In the xy-plane, line k intersects the y-axis at the point \((0, -6)\) and passes through the point \((2, 2)\)....

1. TRANSLATE the problem information

• Given information:
  • Line k intersects y-axis at \((0, -6)\)
  • Line k passes through \((2, 2)\)
  • Point \((20, \mathrm{w})\) lies on line k
  • Need to find the value of w

• What this tells us: We have two known points on the line and need to find the y-coordinate of a third point.

2. INFER the solution approach

• To find w, we need the equation of line k first
• Since we have two points on the line, we can find the slope and y-intercept
• The y-intercept is already given: \(\mathrm{b} = -6\) (from point \((0, -6)\))

3. SIMPLIFY to find the slope

• Using slope formula with points \((0, -6)\) and \((2, 2)\):
• \(\mathrm{m} = \frac{2 - (-6)}{2 - 0}\)
  \(\mathrm{m} = \frac{8}{2}\)
  \(\mathrm{m} = 4\)

4. INFER the line equation

• Using \(\mathrm{y} = \mathrm{mx} + \mathrm{b}\) form with \(\mathrm{m} = 4\) and \(\mathrm{b} = -6\):
• \(\mathrm{y} = 4\mathrm{x} - 6\)

5. SIMPLIFY to find w

• Substitute \(\mathrm{x} = 20\) into the equation:
• \(\mathrm{y} = 4(20) - 6\)
  \(\mathrm{y} = 80 - 6\)
  \(\mathrm{y} = 74\)
• Since w is the y-coordinate when \(\mathrm{x} = 20\), \(\mathrm{w} = 74\)

Answer: 74

Why Students Usually Falter on This Problem

Most Common Error Path:

Weak TRANSLATE skill: Students may confuse the coordinates or misunderstand what w represents.

Some students might think w is the x-coordinate instead of the y-coordinate, or they might mix up which point is which when setting up the slope calculation.
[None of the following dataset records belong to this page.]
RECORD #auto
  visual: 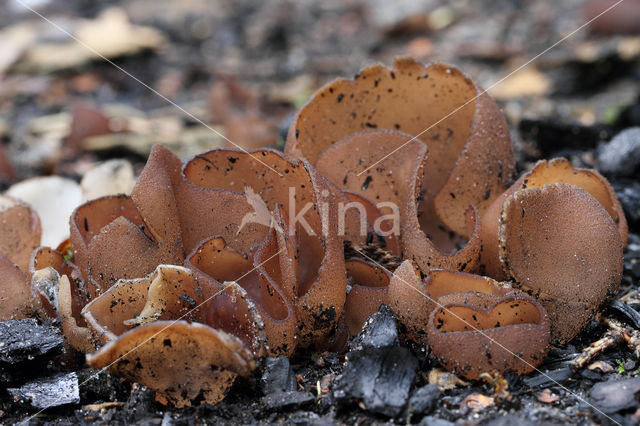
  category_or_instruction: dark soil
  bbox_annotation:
[0,0,640,425]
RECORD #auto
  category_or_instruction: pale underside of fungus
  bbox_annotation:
[0,58,627,406]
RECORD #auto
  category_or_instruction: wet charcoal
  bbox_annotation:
[609,300,640,330]
[0,318,64,384]
[123,385,159,421]
[351,305,398,350]
[598,127,640,176]
[580,369,602,382]
[262,356,297,395]
[334,347,418,417]
[518,118,613,157]
[409,384,442,416]
[479,413,540,426]
[524,367,572,388]
[262,391,315,410]
[78,368,131,404]
[613,180,640,230]
[7,373,80,409]
[0,318,64,365]
[418,416,455,426]
[590,377,640,414]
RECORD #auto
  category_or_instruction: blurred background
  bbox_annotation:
[0,0,640,186]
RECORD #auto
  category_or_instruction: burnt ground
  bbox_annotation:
[0,0,640,425]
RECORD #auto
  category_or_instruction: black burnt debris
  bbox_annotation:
[0,0,640,426]
[7,373,80,409]
[0,318,65,385]
[333,306,418,417]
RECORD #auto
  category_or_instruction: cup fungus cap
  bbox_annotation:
[499,183,623,342]
[427,292,550,380]
[285,58,515,237]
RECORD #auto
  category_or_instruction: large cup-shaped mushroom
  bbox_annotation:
[0,195,42,321]
[427,291,549,379]
[387,260,512,343]
[285,58,515,237]
[184,149,346,345]
[481,159,627,342]
[316,130,480,271]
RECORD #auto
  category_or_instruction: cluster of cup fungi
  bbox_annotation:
[0,58,627,406]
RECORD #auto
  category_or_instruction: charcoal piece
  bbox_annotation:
[0,318,64,364]
[7,373,80,409]
[418,416,455,426]
[334,347,418,417]
[262,392,315,410]
[262,356,297,394]
[598,127,640,176]
[409,384,442,415]
[351,305,398,350]
[0,318,64,387]
[609,300,640,330]
[612,179,640,230]
[590,377,640,414]
[524,367,572,388]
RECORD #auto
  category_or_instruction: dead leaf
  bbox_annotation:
[6,176,82,247]
[462,393,495,413]
[80,160,133,201]
[16,7,164,72]
[429,368,469,391]
[489,68,553,99]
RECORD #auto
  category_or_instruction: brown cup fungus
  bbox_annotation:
[481,159,627,342]
[0,59,627,406]
[427,291,550,380]
[0,195,42,321]
[285,58,515,243]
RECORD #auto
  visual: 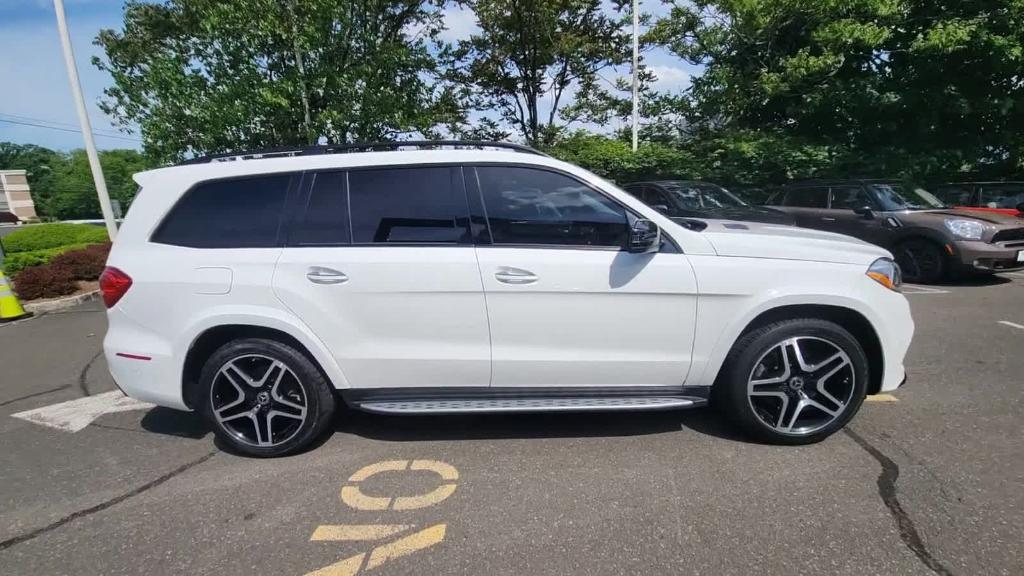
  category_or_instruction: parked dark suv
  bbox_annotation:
[624,180,794,225]
[768,180,1024,283]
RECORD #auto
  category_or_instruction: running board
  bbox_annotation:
[352,396,708,414]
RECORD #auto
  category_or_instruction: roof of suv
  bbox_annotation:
[135,149,570,186]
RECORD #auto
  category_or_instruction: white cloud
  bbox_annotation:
[649,66,692,92]
[441,7,480,42]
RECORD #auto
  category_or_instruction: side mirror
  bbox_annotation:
[853,206,874,220]
[627,219,662,254]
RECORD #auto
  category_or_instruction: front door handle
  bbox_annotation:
[495,266,538,284]
[306,266,348,284]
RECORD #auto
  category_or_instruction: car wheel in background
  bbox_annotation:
[715,318,868,445]
[893,238,946,284]
[200,338,335,457]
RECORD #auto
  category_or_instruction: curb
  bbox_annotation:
[22,290,99,314]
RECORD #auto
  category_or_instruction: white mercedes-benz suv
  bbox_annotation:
[100,141,913,456]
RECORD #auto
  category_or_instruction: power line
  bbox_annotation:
[0,112,130,136]
[0,118,142,142]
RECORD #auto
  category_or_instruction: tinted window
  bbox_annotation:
[348,167,470,244]
[981,183,1024,208]
[783,188,828,208]
[831,186,874,209]
[153,174,291,248]
[476,166,629,246]
[935,184,974,206]
[290,172,350,246]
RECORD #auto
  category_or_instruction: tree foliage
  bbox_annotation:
[451,0,629,146]
[95,0,462,161]
[653,0,1024,176]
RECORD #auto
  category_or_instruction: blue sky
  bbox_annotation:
[0,0,698,150]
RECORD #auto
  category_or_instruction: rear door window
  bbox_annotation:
[476,166,629,247]
[783,187,828,208]
[348,166,472,244]
[152,174,292,248]
[290,171,351,246]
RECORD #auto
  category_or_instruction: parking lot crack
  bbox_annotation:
[0,450,218,551]
[843,427,952,576]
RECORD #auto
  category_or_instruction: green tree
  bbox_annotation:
[652,0,1024,176]
[451,0,629,146]
[94,0,462,161]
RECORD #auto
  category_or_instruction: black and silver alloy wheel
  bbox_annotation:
[210,354,307,447]
[746,336,857,436]
[712,318,868,445]
[199,338,335,457]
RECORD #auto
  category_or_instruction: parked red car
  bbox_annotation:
[935,182,1024,216]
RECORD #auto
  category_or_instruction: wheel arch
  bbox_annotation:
[714,303,885,394]
[181,319,348,409]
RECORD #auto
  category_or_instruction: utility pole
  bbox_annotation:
[633,0,640,152]
[53,0,118,237]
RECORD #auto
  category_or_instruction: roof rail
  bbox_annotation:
[177,140,548,166]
This confusion about the coordinate system and what they're solving for can lead to completely incorrect setup and random guessing.

Second Most Common Error:

Poor SIMPLIFY execution: Students make arithmetic errors when calculating the slope or performing the final substitution.
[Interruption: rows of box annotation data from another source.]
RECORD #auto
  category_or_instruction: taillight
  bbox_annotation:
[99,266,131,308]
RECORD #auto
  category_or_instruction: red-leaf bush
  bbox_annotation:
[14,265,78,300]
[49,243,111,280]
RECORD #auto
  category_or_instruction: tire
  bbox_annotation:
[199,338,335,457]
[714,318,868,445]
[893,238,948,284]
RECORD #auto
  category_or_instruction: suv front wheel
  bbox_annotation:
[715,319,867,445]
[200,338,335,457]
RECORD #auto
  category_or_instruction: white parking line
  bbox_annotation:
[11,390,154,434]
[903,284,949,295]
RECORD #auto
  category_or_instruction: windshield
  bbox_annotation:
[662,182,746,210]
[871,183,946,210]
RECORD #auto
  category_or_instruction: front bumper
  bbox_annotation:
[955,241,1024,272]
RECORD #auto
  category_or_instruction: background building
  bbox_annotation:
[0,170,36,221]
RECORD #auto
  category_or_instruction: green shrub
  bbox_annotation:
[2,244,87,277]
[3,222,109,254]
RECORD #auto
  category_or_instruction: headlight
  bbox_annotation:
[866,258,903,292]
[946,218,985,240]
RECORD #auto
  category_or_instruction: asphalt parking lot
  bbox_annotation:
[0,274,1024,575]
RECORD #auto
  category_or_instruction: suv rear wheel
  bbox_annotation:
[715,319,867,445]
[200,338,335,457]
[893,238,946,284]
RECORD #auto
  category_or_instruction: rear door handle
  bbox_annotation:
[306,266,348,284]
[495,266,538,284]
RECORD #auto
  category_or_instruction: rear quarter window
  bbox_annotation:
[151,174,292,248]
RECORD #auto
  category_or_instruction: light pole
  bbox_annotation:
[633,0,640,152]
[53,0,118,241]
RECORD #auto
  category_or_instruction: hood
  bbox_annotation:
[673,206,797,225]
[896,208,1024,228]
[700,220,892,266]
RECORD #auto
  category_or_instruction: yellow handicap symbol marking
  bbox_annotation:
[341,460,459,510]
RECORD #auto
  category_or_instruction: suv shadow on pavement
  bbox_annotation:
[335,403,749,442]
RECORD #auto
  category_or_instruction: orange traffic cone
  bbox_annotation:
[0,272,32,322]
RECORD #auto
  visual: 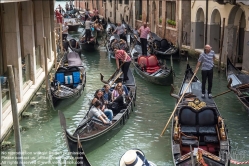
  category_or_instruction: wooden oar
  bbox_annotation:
[212,78,232,98]
[160,67,199,137]
[100,63,124,84]
[213,78,249,98]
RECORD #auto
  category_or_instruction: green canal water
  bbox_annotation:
[1,1,249,166]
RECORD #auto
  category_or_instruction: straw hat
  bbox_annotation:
[119,149,155,166]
For example, they might calculate the slope as \(\frac{2-(-6)}{2-0} = \frac{8}{2} = 4\) correctly, but then make an error like \(\mathrm{y} = 4(20) - 6 = 80 - 6 = 76\) instead of 74. These calculation mistakes are especially common when working with negative numbers in the y-intercept.

The Bottom Line:

This problem requires careful coordinate tracking and systematic equation-building. Success depends on clearly organizing the given points and methodically working through the slope-intercept form to build the line equation before finding the missing coordinate.